Welcome to the fifth practical session of CS233 - Introduction to Machine Learning.

In this exercise class, we will work with higher-dimensional feature spaces.

In [1]:

```
# Useful starting lines
%matplotlib inline
import numpy as np
import matplotlib.pyplot as plt
from mpl_toolkits.mplot3d import Axes3D
%load_ext autoreload
%autoreload 2
```

In this week's lecture we have encountered Cover's theorem:

$\textit{"A complex pattern-classification problem, cast in a high-dimensional space nonlinearly is more likely}$ $\textit{to be linearly separable than in a low-dimensional space, provided that the space is not densely populated."}$

Within this exercise we will empirically validate Cover's theorem by simulating toy data and by re-using the previous weeks' perceptron code.

**Note**: The slides use a slightly different notation where, $p$ is number of $N$- dimensional data points. To keep things coherent with the previous exercises we use, N and D. N- number of data points and D is their dimentionality.

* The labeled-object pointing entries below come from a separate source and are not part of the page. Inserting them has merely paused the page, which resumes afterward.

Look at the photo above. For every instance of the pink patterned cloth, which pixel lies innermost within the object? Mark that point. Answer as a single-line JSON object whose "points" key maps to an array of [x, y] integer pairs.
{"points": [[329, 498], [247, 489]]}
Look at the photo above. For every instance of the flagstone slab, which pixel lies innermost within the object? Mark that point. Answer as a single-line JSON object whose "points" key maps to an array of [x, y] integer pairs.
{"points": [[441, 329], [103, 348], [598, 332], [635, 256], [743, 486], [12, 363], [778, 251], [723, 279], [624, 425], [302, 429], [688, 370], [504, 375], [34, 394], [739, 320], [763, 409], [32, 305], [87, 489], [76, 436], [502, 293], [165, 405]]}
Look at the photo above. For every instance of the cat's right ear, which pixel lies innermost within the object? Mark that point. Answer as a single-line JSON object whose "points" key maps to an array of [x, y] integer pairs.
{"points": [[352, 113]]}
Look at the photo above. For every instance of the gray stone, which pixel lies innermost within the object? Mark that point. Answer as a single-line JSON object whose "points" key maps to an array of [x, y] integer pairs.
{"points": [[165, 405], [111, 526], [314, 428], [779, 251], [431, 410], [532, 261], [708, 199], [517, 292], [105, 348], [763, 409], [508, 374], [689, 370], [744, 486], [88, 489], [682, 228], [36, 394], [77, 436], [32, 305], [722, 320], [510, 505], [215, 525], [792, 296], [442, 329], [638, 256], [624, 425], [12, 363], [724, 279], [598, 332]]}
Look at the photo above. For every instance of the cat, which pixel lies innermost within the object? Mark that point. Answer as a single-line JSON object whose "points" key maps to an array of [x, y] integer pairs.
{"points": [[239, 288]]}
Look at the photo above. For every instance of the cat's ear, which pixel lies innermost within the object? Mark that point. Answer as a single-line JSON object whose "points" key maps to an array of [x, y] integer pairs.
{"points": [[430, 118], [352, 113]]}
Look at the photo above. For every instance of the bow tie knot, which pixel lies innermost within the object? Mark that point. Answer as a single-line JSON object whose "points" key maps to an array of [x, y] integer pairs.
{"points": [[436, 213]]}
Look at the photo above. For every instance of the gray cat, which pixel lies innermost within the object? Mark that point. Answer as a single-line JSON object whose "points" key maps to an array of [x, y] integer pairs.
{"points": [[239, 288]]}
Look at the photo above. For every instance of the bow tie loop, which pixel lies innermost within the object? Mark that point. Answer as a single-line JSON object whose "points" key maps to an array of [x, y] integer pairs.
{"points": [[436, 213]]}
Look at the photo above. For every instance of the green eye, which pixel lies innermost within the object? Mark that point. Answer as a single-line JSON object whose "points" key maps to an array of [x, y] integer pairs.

To train our perceptron we create a synthetic data set $\left(X,y\right)$. X is a $\left[ N \times D \right]$ matrix of observations $x_{i=1,...,N}$ with entries $x_{i,j=1,...,D} \stackrel{i.i.d.}{\sim} Bernoulli(\lambda=0.5)$. y is a $\left[ N \times 1 \right]$ vector of target values $y_{i=1,...,N} \stackrel{i.i.d.}{\sim} Bernoulli(\lambda=0.5)$.

Write a function `sample_data`

that returns a synthetic data set $\left(X,y\right)$ given $N$ and $D$.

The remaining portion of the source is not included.